Voices: The Django Debate

Image via AVClub.com

Rev. Al Sharpton’s National Action Network called for a national boycott Tuesday of action figures based on the controversial and blood-soaked slavery revenge flick Django Unchained. A 10-doll assortment of characters from the film was going for $299 on Amazon Tuesday.

“Selling this doll is highly offensive to our ancestors and the African American community,” Rev. K.W. Tulloss, NAC’s president in Los Angeles, told the Daily News. “The movie is for adults, but these are action figures that appeal to children. We don’t want other individuals to utilize them for their entertainment, to make a mockery of slavery.”

New York Daily News

First of all, Django Unchained could’ve gone horribly wrong. However brilliant a director, Quentin Tarantino is famous amongst people of color for fetishizing African-American culture, and his liberal use of the N-word in Pulp Fiction and Jackie Brown still rankles folks 15 years after the fact. Tarantino injecting a Blaxploitation-style baadassss freed slave into his vision of the antebellum South could’ve been disastrous. The director’s recent comments about Roots, which he has described as “inauthentic” also raised the eyebrows of many filmgoers who were already nervous about what his slavery narrative would bring. Any crass, gratuitous depiction of Whites raping actress Kerry Washington in a popcorn movie, and “Django Unchained” would’ve been a wrap.

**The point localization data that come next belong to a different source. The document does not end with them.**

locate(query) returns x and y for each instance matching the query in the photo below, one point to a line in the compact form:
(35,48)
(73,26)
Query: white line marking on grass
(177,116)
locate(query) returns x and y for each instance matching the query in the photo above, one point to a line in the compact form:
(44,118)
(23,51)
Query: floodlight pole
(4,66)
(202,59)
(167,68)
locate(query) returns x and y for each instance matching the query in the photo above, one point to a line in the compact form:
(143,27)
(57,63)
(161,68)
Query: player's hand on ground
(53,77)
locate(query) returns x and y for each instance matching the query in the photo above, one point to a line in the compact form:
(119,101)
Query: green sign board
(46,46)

But that’s not what happened. Instead, the Oscar-winning Jamie Foxx plays Django as a gunslinging superhero, the fastest gun in the West.

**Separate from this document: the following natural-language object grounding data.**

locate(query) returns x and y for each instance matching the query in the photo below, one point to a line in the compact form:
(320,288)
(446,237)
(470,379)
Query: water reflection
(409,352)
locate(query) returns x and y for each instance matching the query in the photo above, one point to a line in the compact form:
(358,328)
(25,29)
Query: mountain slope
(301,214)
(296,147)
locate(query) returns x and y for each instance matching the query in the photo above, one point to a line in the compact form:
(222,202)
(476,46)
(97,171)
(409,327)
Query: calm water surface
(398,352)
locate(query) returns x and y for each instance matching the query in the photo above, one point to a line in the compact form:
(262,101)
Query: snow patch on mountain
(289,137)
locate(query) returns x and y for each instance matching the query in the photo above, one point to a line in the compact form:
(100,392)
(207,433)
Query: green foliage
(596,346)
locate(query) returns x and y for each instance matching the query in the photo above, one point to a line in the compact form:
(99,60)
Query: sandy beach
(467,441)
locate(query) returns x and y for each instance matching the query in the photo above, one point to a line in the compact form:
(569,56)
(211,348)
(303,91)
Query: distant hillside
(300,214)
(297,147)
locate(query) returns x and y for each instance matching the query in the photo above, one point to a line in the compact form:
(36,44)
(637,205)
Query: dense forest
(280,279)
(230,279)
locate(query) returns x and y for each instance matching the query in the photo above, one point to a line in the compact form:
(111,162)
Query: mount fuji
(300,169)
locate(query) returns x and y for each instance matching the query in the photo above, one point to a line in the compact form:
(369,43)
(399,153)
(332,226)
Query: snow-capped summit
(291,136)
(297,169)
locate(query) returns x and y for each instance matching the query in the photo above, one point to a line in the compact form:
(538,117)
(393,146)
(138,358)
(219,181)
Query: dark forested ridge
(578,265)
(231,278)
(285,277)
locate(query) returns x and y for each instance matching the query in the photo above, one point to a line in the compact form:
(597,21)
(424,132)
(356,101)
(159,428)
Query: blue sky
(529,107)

–Miles Marshall Lewis, Ebony

“When you look at Roots, nothing about it rings true in the storytelling, and none of the performances ring true for me either,” says Tarantino. “I didn’t see it when it first came on, but when I did I couldn’t get over how oversimplified they made everything about that time. It didn’t move me because it claimed to be something it wasn’t.”

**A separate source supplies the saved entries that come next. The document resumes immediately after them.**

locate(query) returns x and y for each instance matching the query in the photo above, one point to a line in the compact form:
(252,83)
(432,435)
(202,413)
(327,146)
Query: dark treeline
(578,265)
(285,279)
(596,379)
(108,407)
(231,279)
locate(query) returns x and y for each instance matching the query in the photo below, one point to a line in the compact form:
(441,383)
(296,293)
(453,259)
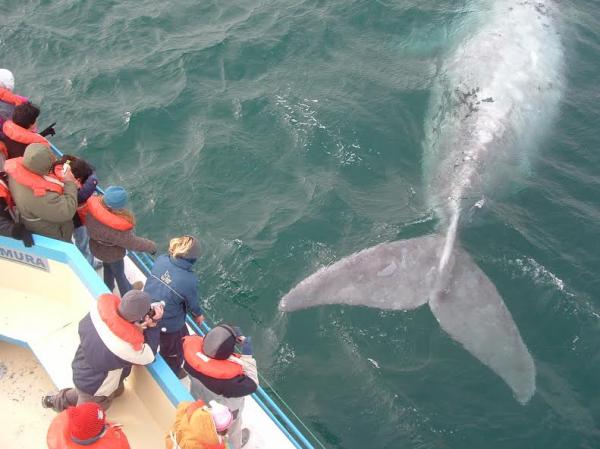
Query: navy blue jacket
(173,281)
(93,360)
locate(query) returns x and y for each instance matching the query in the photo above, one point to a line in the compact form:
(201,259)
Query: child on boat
(173,281)
(219,374)
(83,426)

While many white directors might shy away from criticizing such an iconic symbol of African-American culture, ­Tarantino doesn’t hold back. He’s confident in his knowledge of a time and subject most people know little about and would rather forget. He was also savvy enough to bring Hudlin on board. “There were times when I’d be filming a scene and really getting into it and Reg would just say, ‘Hey is this the story you wanted to tell?’ He’d bring the focus back if I got too carried away.”

–Alison Samuels, The Daily Beast

Academy Award-winning actor Louis Gossett, Jr., who starred in “Roots,” dismissed Tarantino’s critique, saying the “Reservoir Dogs” director was just “stirring stuff up” and making a “mockery” out of racism.

Gossett revealed that after seeing Django Unchained at a Malibu movie theater last weekend, he walked out within the first 20 minutes.

–Karu F. Daniels, The Daily Beast

Don’t expect legendary film maker Spike Lee to catch Quentin Tarantino’s latest creation.

While his own visions of race and culture have sparked dialogue beyond the New York most of his work pays homage to, the director of “Red Hook Summer” had little to say about the slavery love story Django Unchained.

“I cant speak on it ’cause I’m not gonna see it,” he tells VIBETV. “All I’m going to say is that it’s disrespectful to my ancestors. That’s just me…I’m not speaking on behalf of anybody else.”